An analytical model for shale gas transport in kerogen nanopores coupled with real gas effect and surface diffusion

Understanding the behavior of shale gas transport in kerogen is a key issue in predicting gas production. The reservoir structure is characterized by widespread micro/nanoscale pores, various occurrence states, and typical high pressure. An analytical model is proposed to effectively reveal the gas transport behavior in kerogen nanopores. The model can fully consider the real gas effect, gas slippage, and surface diffusion derived from absorbed gas. In particular, a method based on dense gas theory with the Redlich-Kwong equation of state is used to acquire the viscosity of shale gas under high pressure. The second-order slippage boundary condition coupled with surface diffusion is presented to describe the free gas slippage, and Langmuir isotherm theory and Fick's law are adopted to calculate the surface diffusion. The real gas effect has a significant effect on the physical properties of methane, Knudsen number, and the flow behaviors of free gas and adsorbed gas. The surface diffusion velocity can enhance the free gas flow.
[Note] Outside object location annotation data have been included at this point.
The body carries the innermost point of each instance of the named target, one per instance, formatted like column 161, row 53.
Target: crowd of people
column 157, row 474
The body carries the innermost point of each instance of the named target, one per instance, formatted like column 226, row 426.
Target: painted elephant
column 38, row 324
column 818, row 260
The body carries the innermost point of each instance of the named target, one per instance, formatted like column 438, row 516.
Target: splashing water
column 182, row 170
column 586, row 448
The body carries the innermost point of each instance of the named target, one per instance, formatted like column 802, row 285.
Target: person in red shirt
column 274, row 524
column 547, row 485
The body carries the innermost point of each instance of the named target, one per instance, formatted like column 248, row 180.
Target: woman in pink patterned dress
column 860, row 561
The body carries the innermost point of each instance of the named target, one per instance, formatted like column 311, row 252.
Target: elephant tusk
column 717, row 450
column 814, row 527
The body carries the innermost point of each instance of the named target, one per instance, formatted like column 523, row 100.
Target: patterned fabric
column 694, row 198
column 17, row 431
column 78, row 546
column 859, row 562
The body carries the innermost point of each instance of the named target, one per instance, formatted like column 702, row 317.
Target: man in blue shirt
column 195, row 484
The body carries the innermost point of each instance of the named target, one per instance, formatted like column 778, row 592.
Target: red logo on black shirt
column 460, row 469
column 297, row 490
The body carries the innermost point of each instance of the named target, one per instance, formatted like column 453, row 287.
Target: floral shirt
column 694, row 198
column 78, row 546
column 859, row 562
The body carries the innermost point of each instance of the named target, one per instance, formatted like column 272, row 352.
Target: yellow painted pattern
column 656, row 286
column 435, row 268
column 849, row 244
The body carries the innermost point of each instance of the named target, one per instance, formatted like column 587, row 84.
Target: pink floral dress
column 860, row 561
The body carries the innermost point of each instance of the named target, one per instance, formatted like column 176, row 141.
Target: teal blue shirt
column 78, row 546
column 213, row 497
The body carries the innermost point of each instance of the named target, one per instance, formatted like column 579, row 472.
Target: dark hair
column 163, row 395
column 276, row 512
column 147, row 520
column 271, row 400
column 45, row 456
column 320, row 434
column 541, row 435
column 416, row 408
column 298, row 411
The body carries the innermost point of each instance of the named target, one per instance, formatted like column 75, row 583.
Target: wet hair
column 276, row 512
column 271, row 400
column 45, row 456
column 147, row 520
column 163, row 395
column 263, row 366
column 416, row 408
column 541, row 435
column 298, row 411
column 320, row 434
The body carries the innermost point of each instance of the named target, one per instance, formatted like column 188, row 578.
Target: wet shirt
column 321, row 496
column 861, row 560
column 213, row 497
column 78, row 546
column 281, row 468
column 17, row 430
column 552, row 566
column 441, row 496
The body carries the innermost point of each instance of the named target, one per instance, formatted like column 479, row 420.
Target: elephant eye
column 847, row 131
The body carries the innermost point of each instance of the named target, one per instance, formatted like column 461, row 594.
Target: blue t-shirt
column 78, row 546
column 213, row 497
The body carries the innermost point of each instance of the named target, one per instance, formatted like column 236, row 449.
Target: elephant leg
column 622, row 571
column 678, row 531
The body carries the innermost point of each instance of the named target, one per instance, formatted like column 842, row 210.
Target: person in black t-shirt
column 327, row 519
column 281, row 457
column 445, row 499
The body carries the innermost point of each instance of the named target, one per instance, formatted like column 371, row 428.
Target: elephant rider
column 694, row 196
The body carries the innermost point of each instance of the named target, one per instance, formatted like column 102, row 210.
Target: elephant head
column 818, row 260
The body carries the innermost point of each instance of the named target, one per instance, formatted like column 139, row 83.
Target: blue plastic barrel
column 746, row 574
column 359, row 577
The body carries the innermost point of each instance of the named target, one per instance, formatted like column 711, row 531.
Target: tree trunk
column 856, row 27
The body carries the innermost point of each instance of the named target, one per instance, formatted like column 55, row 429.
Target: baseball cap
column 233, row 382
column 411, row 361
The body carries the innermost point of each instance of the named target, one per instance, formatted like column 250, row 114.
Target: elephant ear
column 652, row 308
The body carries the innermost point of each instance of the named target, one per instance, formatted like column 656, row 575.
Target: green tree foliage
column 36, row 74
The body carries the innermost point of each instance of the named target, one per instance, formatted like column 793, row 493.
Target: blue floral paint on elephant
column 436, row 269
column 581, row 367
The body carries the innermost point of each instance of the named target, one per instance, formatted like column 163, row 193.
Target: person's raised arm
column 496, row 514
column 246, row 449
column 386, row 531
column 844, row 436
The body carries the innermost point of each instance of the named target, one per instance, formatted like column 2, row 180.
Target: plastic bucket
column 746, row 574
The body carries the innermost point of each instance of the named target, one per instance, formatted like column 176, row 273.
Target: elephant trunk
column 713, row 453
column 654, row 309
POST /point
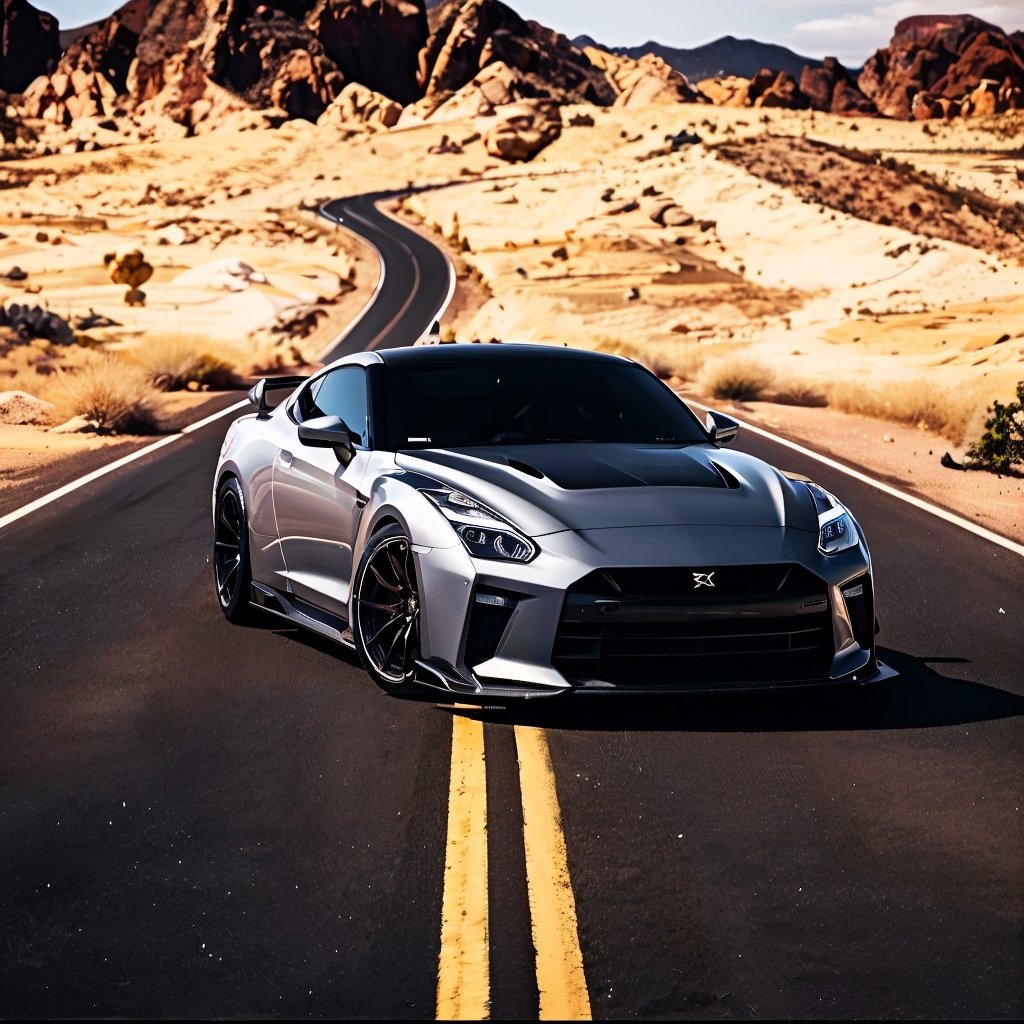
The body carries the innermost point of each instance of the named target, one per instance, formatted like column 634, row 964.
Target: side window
column 341, row 392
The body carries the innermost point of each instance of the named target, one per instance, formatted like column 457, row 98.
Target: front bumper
column 623, row 611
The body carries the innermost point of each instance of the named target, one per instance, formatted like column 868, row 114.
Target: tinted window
column 341, row 392
column 531, row 401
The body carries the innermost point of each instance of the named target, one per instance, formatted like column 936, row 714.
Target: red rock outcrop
column 473, row 34
column 523, row 130
column 832, row 89
column 30, row 44
column 640, row 82
column 374, row 42
column 942, row 57
column 781, row 91
column 195, row 62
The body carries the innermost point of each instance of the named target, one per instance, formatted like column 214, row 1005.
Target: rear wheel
column 231, row 572
column 386, row 610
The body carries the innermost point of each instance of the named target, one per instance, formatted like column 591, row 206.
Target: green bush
column 1001, row 445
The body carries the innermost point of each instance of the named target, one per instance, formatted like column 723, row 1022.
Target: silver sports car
column 518, row 521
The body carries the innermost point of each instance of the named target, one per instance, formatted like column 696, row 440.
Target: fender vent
column 730, row 481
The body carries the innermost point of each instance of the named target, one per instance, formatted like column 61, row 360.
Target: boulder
column 357, row 103
column 832, row 89
column 729, row 90
column 643, row 81
column 30, row 44
column 523, row 129
column 782, row 92
column 374, row 42
column 474, row 34
column 947, row 57
column 19, row 408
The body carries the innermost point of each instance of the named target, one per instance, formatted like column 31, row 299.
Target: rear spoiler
column 257, row 393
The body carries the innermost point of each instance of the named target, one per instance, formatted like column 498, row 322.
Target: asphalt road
column 202, row 820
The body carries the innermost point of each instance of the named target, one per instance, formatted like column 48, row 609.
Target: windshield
column 519, row 401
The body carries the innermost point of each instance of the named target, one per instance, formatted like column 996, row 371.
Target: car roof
column 431, row 355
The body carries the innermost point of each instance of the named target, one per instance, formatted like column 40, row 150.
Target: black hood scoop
column 587, row 467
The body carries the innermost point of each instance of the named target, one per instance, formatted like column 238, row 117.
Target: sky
column 850, row 31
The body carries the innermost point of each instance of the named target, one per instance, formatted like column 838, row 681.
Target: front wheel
column 386, row 610
column 231, row 573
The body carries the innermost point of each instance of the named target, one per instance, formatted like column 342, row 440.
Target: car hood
column 545, row 488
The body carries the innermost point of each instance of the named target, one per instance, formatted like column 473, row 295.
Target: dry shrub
column 799, row 392
column 113, row 394
column 741, row 379
column 944, row 411
column 172, row 361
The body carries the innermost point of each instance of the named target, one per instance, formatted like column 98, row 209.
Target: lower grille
column 767, row 626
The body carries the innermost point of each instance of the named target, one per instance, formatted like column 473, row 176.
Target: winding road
column 203, row 820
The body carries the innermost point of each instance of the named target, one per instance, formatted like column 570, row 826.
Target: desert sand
column 679, row 253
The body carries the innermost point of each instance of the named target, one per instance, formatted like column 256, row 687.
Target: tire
column 386, row 610
column 231, row 570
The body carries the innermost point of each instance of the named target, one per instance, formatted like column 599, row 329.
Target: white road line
column 950, row 517
column 113, row 466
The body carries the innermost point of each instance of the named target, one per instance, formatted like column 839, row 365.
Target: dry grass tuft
column 740, row 379
column 113, row 394
column 173, row 361
column 952, row 414
column 799, row 392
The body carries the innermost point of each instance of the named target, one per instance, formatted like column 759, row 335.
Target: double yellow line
column 464, row 971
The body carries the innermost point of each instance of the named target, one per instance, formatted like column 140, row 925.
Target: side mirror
column 258, row 392
column 722, row 428
column 329, row 431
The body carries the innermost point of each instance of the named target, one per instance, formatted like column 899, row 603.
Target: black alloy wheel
column 230, row 554
column 386, row 606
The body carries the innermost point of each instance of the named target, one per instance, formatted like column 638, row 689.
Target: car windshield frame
column 463, row 401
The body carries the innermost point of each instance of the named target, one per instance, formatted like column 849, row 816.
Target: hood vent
column 525, row 468
column 730, row 481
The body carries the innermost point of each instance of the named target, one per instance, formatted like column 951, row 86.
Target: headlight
column 484, row 532
column 837, row 530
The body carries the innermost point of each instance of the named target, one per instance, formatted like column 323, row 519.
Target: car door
column 316, row 498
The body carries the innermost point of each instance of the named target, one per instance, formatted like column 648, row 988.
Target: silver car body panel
column 679, row 511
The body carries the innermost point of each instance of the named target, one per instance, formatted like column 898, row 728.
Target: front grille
column 649, row 628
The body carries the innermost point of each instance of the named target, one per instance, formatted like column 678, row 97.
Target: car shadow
column 919, row 698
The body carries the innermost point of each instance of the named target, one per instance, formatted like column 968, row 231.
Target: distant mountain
column 727, row 55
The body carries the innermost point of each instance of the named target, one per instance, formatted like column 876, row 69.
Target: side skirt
column 301, row 613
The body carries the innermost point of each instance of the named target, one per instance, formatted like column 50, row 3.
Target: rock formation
column 832, row 89
column 947, row 58
column 523, row 129
column 30, row 44
column 474, row 34
column 358, row 105
column 374, row 42
column 194, row 64
column 643, row 81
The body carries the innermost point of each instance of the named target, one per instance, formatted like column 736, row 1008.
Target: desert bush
column 740, row 379
column 112, row 393
column 798, row 392
column 1001, row 445
column 171, row 361
column 915, row 401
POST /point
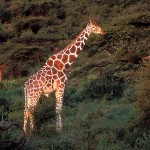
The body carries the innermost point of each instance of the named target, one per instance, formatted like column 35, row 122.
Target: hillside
column 106, row 102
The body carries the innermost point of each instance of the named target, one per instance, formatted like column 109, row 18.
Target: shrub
column 143, row 94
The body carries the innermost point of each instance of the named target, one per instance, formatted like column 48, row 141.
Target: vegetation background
column 106, row 102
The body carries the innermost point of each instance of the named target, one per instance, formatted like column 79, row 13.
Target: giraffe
column 52, row 76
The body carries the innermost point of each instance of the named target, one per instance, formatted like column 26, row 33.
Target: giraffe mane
column 72, row 42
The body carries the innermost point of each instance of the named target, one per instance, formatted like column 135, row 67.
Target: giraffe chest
column 47, row 90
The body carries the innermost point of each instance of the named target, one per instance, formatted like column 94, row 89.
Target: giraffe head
column 95, row 28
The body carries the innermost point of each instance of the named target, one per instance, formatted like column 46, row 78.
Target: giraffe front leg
column 59, row 100
column 26, row 116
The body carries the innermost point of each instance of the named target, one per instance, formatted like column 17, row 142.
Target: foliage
column 143, row 93
column 104, row 85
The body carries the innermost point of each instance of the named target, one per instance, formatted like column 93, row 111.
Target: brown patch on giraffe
column 54, row 71
column 53, row 57
column 59, row 56
column 77, row 44
column 35, row 82
column 82, row 45
column 62, row 79
column 43, row 74
column 42, row 79
column 71, row 58
column 67, row 52
column 67, row 66
column 50, row 62
column 60, row 74
column 78, row 51
column 58, row 64
column 38, row 76
column 73, row 49
column 65, row 58
column 49, row 77
column 56, row 84
column 49, row 72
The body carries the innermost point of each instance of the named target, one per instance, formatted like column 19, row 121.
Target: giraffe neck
column 75, row 47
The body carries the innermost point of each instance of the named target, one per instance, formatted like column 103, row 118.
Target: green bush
column 143, row 94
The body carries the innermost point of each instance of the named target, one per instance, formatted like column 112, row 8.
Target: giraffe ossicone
column 52, row 76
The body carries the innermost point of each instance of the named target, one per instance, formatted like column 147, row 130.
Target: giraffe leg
column 59, row 100
column 31, row 118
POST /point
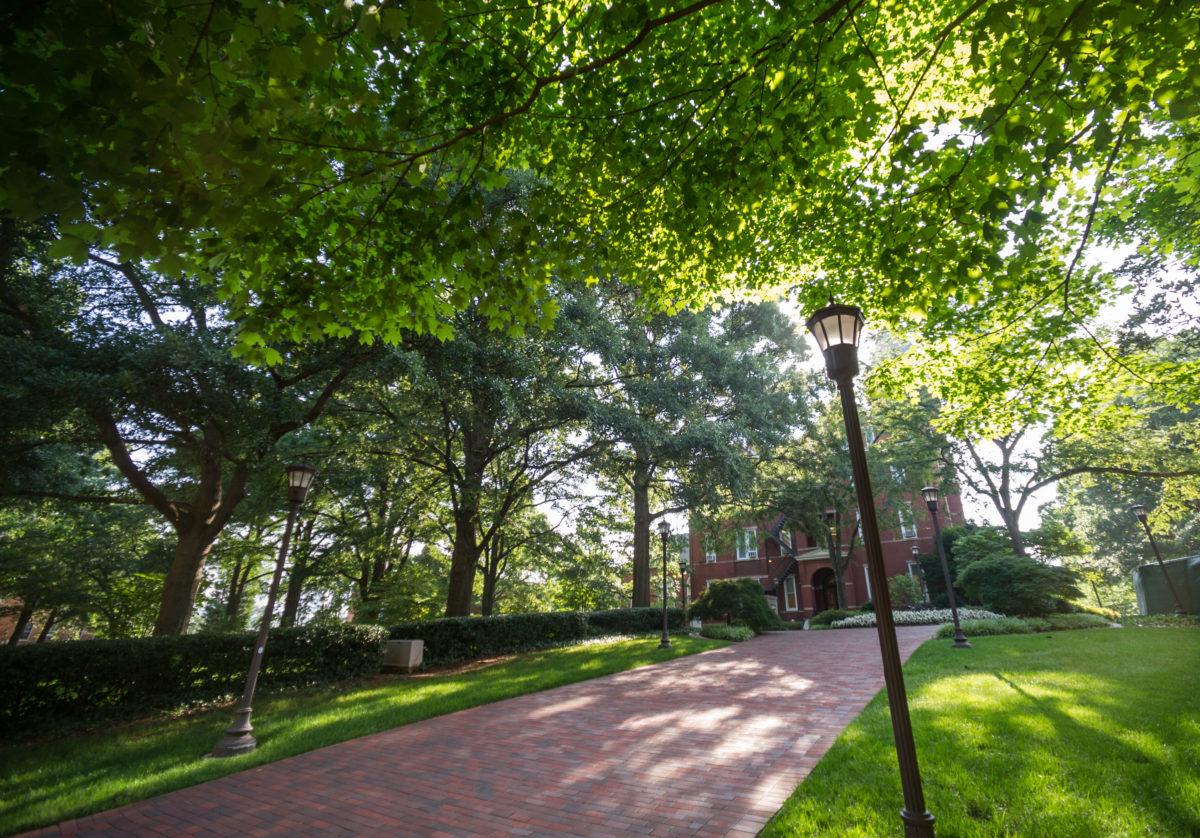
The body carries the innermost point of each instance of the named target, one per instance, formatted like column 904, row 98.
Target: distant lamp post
column 831, row 519
column 239, row 737
column 837, row 329
column 665, row 532
column 1139, row 509
column 930, row 495
column 683, row 584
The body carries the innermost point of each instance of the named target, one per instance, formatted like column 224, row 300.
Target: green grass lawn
column 48, row 780
column 1092, row 732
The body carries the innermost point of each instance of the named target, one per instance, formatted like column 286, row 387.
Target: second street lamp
column 1139, row 509
column 239, row 737
column 930, row 495
column 837, row 329
column 665, row 532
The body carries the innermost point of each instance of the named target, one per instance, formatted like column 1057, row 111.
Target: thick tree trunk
column 641, row 480
column 181, row 584
column 295, row 588
column 27, row 614
column 49, row 624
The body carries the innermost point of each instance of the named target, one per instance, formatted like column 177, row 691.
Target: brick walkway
column 709, row 744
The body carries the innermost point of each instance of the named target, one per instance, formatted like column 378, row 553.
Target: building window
column 748, row 543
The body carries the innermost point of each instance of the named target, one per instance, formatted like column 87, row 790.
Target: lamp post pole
column 837, row 329
column 1140, row 512
column 239, row 737
column 831, row 516
column 665, row 532
column 930, row 495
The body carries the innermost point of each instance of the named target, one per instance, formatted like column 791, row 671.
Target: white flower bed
column 933, row 617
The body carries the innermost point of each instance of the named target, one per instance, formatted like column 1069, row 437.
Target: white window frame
column 790, row 602
column 748, row 544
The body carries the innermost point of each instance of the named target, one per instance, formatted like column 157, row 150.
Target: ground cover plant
column 51, row 780
column 1077, row 734
column 928, row 617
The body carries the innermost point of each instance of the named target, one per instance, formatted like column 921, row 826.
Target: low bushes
column 739, row 600
column 735, row 633
column 457, row 639
column 45, row 683
column 1056, row 622
column 826, row 617
column 928, row 617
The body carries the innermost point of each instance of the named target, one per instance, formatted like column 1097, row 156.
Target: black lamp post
column 831, row 519
column 683, row 584
column 1139, row 509
column 239, row 737
column 930, row 495
column 837, row 329
column 665, row 532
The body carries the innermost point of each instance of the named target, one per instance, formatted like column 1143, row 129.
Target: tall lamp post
column 683, row 584
column 930, row 495
column 239, row 737
column 665, row 532
column 831, row 519
column 1139, row 509
column 837, row 329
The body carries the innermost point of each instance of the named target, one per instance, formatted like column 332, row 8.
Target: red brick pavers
column 709, row 744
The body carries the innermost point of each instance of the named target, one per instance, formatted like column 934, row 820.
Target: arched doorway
column 825, row 590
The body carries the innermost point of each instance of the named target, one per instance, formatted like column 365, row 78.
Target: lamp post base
column 239, row 738
column 917, row 826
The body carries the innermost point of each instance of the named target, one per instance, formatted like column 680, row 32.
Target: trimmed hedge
column 1056, row 622
column 49, row 683
column 451, row 640
column 826, row 617
column 735, row 633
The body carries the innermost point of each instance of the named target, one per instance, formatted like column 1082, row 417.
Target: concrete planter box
column 403, row 656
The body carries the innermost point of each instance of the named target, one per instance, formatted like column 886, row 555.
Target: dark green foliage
column 826, row 617
column 735, row 633
column 48, row 683
column 739, row 600
column 1018, row 586
column 456, row 639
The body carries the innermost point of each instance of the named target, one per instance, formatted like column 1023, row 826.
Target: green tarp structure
column 1155, row 594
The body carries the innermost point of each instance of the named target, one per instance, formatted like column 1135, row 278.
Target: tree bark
column 27, row 614
column 46, row 629
column 641, row 480
column 295, row 588
column 183, row 581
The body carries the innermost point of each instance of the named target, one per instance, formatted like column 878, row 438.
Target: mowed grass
column 1092, row 732
column 49, row 780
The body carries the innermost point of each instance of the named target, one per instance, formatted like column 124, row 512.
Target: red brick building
column 795, row 570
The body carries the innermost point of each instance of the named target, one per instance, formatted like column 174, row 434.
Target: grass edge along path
column 1093, row 732
column 51, row 780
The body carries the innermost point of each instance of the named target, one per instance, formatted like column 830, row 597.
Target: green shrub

The mass flow rate of total adsorbed gas increases as pore size increases, and its major influence is obtained from the induced free gas at the increased pore size. The slippage effect is reduced as the pressure increases and the temperature decreases. The absorbed gas comprises a substantial proportion of the total gas produced when the pore size is less than 2 nm. The combined influences of slippage effect and absorbed gas cannot be ignored when the pore size is less than 10 nm. This work provides a comprehensive and theoretical guidance for the effective development of shale gas.